Extrait de « Traité du zen et de l’entretien des motocyclettes » (Robert M. Pirsig):

Il prenait cette route pour gagner les hauteurs, puis il s’enfonçait dans la nature, avec son sac à dos, pour quatre ou cinq jours. Il ne redescendait que pour aller acheter quelques provisions. Ce besoin d’altitude était, chez lui, presque physiologique. Le fil de ses pensées était si long, si embrouillé, si abstrait, qu’il lui fallait tout le silence et l’espace de la montagne pour arriver à le dérouler, comme si les édifices fragiles qu’il passait des heures à échafauder ne pouvaient résister à la moindre distraction, à la moindre sollicitation extérieure.

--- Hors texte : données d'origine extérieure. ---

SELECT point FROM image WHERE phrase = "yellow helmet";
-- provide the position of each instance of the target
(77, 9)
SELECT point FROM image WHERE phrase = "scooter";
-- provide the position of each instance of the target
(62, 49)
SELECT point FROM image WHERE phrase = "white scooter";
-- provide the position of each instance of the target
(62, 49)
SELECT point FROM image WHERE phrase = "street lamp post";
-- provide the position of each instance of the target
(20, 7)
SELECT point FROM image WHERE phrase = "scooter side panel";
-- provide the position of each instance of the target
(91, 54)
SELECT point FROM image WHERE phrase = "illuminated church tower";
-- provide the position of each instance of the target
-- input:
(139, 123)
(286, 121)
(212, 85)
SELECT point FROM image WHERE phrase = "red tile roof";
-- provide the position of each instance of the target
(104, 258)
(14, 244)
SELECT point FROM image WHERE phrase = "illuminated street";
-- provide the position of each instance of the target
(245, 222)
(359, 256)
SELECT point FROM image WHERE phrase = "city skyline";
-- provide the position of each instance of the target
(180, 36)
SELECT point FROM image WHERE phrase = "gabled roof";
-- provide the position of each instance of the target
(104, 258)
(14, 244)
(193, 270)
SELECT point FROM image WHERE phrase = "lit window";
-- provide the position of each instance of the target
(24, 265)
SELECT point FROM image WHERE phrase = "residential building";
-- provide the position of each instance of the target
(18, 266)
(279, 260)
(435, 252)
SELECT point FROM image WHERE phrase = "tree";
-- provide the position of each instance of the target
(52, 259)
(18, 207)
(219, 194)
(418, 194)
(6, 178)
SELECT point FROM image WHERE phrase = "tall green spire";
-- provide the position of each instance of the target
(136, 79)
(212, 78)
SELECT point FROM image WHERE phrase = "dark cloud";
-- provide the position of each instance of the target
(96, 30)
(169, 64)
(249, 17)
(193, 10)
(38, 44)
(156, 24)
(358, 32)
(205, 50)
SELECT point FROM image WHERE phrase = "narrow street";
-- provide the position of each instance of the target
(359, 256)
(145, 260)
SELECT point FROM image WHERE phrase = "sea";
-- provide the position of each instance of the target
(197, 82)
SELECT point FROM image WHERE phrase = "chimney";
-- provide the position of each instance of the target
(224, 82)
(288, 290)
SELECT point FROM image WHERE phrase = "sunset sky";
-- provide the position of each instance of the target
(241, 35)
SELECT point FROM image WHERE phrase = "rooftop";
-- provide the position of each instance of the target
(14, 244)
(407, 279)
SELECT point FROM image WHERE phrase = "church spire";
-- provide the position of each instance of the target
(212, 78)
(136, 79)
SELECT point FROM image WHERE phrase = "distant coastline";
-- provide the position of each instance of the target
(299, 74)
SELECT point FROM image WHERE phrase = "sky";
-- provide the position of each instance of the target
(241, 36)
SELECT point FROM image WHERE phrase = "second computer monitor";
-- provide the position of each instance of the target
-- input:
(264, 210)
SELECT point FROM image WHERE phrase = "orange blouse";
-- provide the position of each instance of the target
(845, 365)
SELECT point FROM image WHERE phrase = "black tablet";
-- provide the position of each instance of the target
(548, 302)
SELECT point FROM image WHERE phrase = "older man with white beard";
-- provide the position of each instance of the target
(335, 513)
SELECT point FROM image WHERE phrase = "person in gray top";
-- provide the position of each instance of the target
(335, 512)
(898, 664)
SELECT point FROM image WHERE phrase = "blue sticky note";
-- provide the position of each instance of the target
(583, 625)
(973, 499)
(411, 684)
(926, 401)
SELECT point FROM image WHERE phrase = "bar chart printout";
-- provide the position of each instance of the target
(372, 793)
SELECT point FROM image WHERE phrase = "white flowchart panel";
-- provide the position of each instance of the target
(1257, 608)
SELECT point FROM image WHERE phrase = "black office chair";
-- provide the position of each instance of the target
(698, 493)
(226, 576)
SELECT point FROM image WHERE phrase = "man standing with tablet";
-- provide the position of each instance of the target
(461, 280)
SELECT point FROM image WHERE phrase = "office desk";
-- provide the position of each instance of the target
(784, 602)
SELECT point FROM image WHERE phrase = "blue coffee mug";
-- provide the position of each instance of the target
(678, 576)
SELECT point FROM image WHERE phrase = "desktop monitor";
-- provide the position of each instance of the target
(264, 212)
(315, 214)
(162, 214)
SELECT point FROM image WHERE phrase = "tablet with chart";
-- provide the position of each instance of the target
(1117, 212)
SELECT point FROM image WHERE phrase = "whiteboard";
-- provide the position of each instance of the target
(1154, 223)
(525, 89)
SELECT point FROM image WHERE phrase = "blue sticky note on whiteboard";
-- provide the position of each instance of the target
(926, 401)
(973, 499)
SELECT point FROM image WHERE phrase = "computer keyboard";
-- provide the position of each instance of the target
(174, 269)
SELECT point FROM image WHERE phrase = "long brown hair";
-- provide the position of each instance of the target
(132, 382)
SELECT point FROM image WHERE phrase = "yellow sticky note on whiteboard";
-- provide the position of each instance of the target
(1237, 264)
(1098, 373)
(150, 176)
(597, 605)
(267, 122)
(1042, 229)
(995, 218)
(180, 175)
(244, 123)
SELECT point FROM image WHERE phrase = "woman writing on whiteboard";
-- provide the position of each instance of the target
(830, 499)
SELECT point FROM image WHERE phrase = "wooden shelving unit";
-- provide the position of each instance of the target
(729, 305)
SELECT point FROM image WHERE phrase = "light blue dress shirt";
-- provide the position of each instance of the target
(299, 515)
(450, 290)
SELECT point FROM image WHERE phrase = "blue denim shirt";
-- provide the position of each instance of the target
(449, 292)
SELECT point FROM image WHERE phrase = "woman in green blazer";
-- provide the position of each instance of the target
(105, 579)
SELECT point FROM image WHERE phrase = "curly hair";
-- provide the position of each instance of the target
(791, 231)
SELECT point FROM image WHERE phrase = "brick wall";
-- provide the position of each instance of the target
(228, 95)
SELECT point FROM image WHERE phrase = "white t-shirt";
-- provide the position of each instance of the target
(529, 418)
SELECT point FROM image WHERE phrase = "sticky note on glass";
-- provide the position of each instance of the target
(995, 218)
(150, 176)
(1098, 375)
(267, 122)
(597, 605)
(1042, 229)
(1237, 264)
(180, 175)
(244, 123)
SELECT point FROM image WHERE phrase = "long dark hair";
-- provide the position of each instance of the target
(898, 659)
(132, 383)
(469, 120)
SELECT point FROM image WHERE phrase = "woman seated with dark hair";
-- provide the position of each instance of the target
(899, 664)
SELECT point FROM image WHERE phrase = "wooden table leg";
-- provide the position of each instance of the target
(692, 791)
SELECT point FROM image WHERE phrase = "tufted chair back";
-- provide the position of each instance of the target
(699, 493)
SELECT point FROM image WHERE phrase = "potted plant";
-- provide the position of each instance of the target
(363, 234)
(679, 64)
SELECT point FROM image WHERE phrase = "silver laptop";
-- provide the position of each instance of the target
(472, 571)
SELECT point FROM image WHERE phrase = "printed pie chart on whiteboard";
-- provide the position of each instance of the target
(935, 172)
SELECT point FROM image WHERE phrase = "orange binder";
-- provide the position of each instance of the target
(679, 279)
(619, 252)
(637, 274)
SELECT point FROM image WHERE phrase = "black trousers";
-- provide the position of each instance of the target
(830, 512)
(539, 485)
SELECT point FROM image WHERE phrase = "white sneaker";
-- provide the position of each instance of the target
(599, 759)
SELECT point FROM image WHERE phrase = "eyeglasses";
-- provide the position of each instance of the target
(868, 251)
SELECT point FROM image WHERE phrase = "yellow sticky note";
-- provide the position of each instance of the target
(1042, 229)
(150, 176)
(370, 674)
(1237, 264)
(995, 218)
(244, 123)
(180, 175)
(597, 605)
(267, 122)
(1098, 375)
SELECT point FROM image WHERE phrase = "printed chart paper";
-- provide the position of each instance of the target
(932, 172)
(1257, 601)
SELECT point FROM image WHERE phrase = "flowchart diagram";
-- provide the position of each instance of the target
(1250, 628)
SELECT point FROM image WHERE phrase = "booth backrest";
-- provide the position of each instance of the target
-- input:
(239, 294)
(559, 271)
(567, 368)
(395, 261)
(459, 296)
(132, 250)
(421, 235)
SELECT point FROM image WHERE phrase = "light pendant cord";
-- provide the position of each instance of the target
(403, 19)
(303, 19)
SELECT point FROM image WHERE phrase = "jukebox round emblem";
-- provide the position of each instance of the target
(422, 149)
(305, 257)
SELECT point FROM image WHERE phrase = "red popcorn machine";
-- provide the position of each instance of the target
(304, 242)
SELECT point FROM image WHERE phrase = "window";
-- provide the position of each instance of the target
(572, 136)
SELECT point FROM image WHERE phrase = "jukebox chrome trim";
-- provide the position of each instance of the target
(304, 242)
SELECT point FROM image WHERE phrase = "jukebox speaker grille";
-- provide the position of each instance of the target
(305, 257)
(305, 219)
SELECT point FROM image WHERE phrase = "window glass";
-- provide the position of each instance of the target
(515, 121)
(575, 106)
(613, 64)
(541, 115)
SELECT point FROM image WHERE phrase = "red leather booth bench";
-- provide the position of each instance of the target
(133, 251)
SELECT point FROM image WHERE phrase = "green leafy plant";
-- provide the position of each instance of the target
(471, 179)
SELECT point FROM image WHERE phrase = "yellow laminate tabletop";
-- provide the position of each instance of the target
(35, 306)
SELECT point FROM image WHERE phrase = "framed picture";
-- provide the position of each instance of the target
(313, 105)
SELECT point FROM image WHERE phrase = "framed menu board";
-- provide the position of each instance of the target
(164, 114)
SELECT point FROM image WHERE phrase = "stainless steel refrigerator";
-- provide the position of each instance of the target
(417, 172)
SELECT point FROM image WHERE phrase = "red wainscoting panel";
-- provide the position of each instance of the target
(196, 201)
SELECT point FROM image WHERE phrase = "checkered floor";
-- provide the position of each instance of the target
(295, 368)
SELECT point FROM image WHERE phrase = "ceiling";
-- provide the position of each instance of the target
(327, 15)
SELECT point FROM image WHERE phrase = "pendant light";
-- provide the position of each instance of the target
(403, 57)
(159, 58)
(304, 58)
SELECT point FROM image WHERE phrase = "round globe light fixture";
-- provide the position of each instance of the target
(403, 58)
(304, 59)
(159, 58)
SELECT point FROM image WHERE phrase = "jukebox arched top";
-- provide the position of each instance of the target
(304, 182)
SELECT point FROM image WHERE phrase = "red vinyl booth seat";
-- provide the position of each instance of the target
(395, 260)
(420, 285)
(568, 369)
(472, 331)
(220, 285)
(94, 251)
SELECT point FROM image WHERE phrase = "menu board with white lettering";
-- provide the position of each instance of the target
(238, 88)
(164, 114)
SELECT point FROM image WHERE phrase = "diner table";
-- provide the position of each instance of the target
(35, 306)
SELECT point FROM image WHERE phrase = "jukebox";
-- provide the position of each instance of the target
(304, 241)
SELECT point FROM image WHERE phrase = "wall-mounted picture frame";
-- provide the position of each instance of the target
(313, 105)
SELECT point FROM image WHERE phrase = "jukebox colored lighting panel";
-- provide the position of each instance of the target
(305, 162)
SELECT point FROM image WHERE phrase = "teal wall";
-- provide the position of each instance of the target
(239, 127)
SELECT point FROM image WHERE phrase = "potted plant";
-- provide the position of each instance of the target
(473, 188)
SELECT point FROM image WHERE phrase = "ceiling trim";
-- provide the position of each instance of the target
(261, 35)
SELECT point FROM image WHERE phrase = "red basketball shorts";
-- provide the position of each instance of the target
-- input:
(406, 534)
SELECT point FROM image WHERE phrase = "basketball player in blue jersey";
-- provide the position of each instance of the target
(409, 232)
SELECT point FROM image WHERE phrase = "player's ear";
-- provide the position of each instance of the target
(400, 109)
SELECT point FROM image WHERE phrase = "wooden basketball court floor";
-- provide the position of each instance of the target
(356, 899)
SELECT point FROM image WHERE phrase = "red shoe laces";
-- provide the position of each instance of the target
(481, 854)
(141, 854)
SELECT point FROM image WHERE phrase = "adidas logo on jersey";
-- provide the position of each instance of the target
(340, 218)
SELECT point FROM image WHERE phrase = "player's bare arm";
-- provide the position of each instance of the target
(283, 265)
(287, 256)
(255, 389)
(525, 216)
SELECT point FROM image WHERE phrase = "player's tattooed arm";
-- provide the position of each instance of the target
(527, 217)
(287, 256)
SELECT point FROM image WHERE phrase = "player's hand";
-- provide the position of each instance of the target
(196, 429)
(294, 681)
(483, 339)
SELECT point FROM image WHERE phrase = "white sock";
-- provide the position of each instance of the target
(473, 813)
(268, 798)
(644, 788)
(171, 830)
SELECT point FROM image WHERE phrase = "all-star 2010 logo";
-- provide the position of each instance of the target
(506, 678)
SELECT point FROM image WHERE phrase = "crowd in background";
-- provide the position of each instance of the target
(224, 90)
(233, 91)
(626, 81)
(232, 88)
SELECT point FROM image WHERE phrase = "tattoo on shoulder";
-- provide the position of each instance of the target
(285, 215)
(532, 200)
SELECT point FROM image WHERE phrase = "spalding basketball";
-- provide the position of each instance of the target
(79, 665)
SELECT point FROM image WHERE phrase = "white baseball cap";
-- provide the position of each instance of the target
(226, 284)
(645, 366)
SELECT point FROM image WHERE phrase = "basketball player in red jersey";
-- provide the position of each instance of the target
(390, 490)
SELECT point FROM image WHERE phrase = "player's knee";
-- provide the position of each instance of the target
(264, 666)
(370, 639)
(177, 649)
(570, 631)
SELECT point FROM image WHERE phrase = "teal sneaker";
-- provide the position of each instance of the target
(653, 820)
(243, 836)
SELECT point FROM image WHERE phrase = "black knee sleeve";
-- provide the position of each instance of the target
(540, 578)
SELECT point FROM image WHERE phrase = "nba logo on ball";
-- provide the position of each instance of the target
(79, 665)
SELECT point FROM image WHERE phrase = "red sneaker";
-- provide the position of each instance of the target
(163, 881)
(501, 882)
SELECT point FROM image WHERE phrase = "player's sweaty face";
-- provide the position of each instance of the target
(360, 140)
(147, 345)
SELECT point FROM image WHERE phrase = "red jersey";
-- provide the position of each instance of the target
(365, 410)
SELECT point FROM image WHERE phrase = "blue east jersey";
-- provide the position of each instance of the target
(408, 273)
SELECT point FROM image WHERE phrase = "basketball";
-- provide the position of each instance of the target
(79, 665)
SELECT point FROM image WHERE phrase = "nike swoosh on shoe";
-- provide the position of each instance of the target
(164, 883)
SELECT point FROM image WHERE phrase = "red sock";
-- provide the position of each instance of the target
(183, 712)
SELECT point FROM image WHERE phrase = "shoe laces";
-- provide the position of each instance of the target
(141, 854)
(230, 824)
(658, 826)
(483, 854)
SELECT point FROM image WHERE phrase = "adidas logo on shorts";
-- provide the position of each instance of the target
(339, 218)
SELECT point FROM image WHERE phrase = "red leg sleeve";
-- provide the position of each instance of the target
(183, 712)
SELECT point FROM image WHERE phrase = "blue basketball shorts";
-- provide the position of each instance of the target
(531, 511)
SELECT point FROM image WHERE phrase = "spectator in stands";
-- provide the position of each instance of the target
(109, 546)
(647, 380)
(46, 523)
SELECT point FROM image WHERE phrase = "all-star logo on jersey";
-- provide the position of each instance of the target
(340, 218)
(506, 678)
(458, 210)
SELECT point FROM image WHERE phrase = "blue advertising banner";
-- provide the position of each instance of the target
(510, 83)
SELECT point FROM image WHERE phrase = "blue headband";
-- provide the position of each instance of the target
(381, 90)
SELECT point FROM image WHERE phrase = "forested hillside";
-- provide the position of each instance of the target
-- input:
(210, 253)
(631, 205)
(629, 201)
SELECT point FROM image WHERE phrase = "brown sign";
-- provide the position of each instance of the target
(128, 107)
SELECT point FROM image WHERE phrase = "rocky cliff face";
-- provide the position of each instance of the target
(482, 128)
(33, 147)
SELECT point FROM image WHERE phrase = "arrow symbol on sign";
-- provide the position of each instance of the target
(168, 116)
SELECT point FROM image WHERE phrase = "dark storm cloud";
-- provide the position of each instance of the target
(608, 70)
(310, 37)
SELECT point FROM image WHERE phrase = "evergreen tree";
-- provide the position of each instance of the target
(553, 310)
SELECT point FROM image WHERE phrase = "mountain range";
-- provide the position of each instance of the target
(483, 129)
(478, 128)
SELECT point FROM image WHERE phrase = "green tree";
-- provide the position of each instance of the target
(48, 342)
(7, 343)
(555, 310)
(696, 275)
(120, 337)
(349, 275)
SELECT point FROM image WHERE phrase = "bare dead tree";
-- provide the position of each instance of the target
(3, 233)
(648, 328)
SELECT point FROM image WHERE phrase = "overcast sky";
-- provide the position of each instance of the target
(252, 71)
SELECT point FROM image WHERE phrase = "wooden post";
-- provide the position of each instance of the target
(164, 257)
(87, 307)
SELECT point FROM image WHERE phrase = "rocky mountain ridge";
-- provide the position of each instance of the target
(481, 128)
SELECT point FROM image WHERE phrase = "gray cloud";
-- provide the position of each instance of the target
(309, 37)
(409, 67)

Même avant qu’il ne devienne fou, sa façon de penser ne ressemblait pas à celle des autres. Elle se situait au niveau où tout bouge et change, où les valeurs et les vérités institutionnelles disparaissent, et où l’on ne peut continuer à progresser que grâce à sa propre intelligence. Son échec universitaire l’avait libéré de toute obligation vis-à-vis de la tradition, et il avait acquis ainsi une indépendance que peu de gens connaissent. Il sentait que les écoles, les Eglises, gouvernements, organisations politiques diverses ont tendance à orienter la pensée vers autre chose que la vérité – à l’utiliser pour se perpétuer eux-mêmes en tant qu’institutions, et pour mieux contrôler les individus qui les servent. Il en vint à considérer son échec comme un accident heureux qui lui avait permis d’échapper au piège des vérités établies. Il lui avait fallu du temps, certes, pour comprendre ce processus, et réagir de cette manière. Au point que j’en perds moi-même le fil de mon histoire – car cette attitude n’a été la sienne que beaucoup plus tard.

Au début, Phèdre se contentait de chercher des vérités latérales. Non pas les vérités que recherche la science, et qu’elle attaque de front – mais celles qu’on arrive à attraper en biais, du coin de l’oeil. Dans un travail de laboratoire, quand toute une hypothèse s’écroule, quand les résultats sont peu concluants ou si inattendus qu’on ne peut rien tirer, on commence à regarder latéralement. Il devait employer ce mot « latéral » pour décrire un mode de croissance du savoir, qui ne se développe pas vers l’avant comme une flèche, mais vers le côté, comme cette autre flèche, dans la tête de l’archer qui a frappé au coeur de la cible et gagné le premier prix, mais qui se réveille la tête sur l’oreiller, aux premiers rayons du soleil matinal. La connaissance latérale, c’est la connaissance qui vient d’une direction totalement inattendue, et dont on ne soupçonnait même pas que c’était une direction. Les vérités latérales soulignent la fausseté des axiomes et postulats sur lesquels repose le système de recherche de la vérité qui a toujours été le nôtre.

5 février 2010. C'est pas moi qui l'ai dit.